Sessão: 061.4.52.O Hora: 09:24 - TRANSCRIÇÃO DA FALA DE  VANESSA

Orador: VANESSA GRAZZIOTIN, PCDOB-AM Data: 27/04/2006

A SRA. VANESSA GRAZZIOTIN (PCdoB-AM. Sem revisão da oradora.) - Sr. Presidente, Sras. e Srs. Deputados, companheiras e companheiros, há algum tempo venho ocupando esta tribuna para falar de graves problemas, em relação à compra de medicamentos no Amazonas, que ocorrem desde o Governo passado, quando da criação da Central de Medicamentos. Por meio desse órgão, promove-se a compra de medicamentos para abastecer não apenas a rede pública estadual, mas também a grande maioria dos Municípios do interior do Estado.

As denúncias divulgadas com certa freqüência são extremamente preocupantes. Já é grave o fato de o Poder Público desviar recursos públicos para outro fim, e a situação piora mais ainda quando a corrupção ocorre na área da saúde pública, setor tão importante e carente.

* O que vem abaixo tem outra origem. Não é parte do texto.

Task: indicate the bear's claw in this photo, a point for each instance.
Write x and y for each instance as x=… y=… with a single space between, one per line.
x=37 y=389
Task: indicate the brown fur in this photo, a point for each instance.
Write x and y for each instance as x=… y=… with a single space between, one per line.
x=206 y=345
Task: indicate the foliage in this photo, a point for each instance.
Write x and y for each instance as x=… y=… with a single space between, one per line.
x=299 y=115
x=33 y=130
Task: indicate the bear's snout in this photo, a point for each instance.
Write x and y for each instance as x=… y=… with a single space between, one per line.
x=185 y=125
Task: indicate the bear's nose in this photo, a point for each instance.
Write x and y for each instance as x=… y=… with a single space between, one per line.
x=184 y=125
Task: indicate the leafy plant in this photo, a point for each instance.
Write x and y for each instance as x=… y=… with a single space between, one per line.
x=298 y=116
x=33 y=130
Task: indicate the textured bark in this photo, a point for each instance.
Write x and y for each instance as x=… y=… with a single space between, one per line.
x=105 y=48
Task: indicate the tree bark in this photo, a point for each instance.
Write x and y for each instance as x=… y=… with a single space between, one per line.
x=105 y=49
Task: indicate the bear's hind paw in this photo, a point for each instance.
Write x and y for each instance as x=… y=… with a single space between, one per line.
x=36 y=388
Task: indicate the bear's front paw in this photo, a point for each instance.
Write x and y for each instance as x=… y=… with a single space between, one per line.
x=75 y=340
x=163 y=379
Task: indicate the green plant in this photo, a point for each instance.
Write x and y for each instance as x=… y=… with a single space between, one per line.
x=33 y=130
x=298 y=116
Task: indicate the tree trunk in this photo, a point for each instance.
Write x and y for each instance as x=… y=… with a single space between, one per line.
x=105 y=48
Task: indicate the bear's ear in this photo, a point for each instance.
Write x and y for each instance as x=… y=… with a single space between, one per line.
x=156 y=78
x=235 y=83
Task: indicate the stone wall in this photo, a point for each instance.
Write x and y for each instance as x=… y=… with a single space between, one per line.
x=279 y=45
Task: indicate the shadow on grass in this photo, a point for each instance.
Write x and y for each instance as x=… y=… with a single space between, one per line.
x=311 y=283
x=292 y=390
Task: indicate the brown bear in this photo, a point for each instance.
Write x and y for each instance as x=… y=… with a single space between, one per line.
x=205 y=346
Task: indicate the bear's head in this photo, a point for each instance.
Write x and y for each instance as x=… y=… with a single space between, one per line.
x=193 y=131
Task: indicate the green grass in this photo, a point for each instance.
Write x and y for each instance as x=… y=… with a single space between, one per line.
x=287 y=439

Sou farmacêutica. Tenho falado com freqüência sobre a necessidade de incluirmos uma política de assistência farmacêutica mais sólida no Sistema Único de Saúde. Não adianta nada ter o equipamento, o hospital, contar com o médico, se não há o insumo final, o medicamento que vai agir diretamente na recuperação da saúde das pessoas.
Sr. Presidente, quando há desvio de recursos públicos nessa área, devemos nos preocupar e chamar a atenção de todos.
Segundo levantamento feito por Deputados da Assembléia Legislativa do Amazonas - cito particularmente o Deputado Eron Bezerra, do meu partido -, o Governo do Estado gastou aproximadamente 500 milhões de reais com a compra de medicamentos; ou seja, meio bilhão de reais, no período de 1998 a 2005.

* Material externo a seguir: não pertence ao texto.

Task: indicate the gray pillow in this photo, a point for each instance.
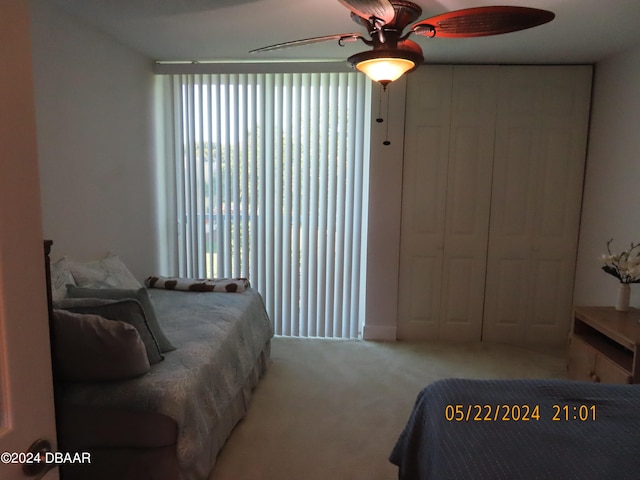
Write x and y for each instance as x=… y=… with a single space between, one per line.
x=90 y=348
x=141 y=294
x=126 y=310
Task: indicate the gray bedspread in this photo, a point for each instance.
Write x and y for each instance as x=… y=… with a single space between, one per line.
x=439 y=443
x=219 y=337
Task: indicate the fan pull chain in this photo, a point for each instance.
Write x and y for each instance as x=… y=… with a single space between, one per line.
x=384 y=92
x=386 y=141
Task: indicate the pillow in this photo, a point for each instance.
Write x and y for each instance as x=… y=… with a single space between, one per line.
x=89 y=347
x=141 y=294
x=108 y=272
x=60 y=278
x=126 y=310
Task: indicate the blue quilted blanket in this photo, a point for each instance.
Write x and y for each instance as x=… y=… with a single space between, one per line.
x=521 y=429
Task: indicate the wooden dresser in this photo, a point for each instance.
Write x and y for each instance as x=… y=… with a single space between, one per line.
x=604 y=345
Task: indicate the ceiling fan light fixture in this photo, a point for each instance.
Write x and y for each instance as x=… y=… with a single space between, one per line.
x=385 y=66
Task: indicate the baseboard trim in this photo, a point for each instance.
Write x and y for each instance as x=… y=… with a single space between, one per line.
x=377 y=332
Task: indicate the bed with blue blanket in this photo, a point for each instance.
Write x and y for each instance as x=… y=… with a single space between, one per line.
x=521 y=429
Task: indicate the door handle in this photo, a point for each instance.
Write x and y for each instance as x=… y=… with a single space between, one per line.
x=38 y=465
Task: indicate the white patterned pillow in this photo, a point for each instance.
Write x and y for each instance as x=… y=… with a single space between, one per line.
x=108 y=272
x=60 y=277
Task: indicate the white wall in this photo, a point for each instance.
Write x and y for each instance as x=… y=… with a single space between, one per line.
x=611 y=206
x=94 y=120
x=26 y=390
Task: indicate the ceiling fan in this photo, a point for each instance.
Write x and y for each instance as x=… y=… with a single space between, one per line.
x=393 y=54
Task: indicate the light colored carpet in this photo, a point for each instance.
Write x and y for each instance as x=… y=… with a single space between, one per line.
x=333 y=409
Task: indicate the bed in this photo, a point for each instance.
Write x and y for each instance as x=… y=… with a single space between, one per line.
x=521 y=429
x=166 y=417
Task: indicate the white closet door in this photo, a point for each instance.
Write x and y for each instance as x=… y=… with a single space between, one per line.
x=446 y=198
x=428 y=114
x=537 y=187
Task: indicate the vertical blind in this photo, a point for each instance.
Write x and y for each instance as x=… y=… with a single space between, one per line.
x=268 y=180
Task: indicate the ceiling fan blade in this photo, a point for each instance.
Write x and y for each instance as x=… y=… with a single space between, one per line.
x=366 y=9
x=341 y=37
x=482 y=21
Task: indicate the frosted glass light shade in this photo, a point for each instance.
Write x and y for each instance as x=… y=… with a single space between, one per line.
x=385 y=70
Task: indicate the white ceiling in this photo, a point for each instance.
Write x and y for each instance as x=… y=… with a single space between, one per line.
x=584 y=31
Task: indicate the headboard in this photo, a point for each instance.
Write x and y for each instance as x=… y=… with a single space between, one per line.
x=47 y=271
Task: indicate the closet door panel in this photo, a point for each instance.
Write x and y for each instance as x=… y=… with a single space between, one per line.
x=427 y=129
x=540 y=153
x=446 y=199
x=468 y=201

As denúncias começaram a ser fortalecidas a partir de 2001, quando o então Governador decidiu dispensar de licitação a compra de medicamentos, passando a comprá-los, segundo ele, da Organização Pan-Americana da Saúde - OPAS. Alardeou ainda pelo Estado inteiro que os medicamentos seriam muito mais baratos e que viriam da Holanda. Na realidade não houve nada disso. O Tribunal de Contas fez uma investigação posterior e descobriu que os medicamentos não vieram da Holanda e também que havia indícios de remessa ilegal de recursos para o exterior.
Solicitamos maiores informações, por meio de requerimento à Câmara dos Deputados. Percebemos que os medicamentos eram de laboratórios norte-americanos e espanhóis, com preço muito superior ao praticado no mercado nacional.
Como se não bastasse, Sr. Presidente, o atual Governador parece entender que a Central de Medicamentos é um bom caminho também para desviar recursos. Tanto é que já houve intervenção da Justiça Federal na Central de Medicamentos, retirando do Governo do Estado a administração daquele órgão. Posteriormente, ela assinou com o Governo do Estado um ajuste de conduta, que também nunca foi cumprido.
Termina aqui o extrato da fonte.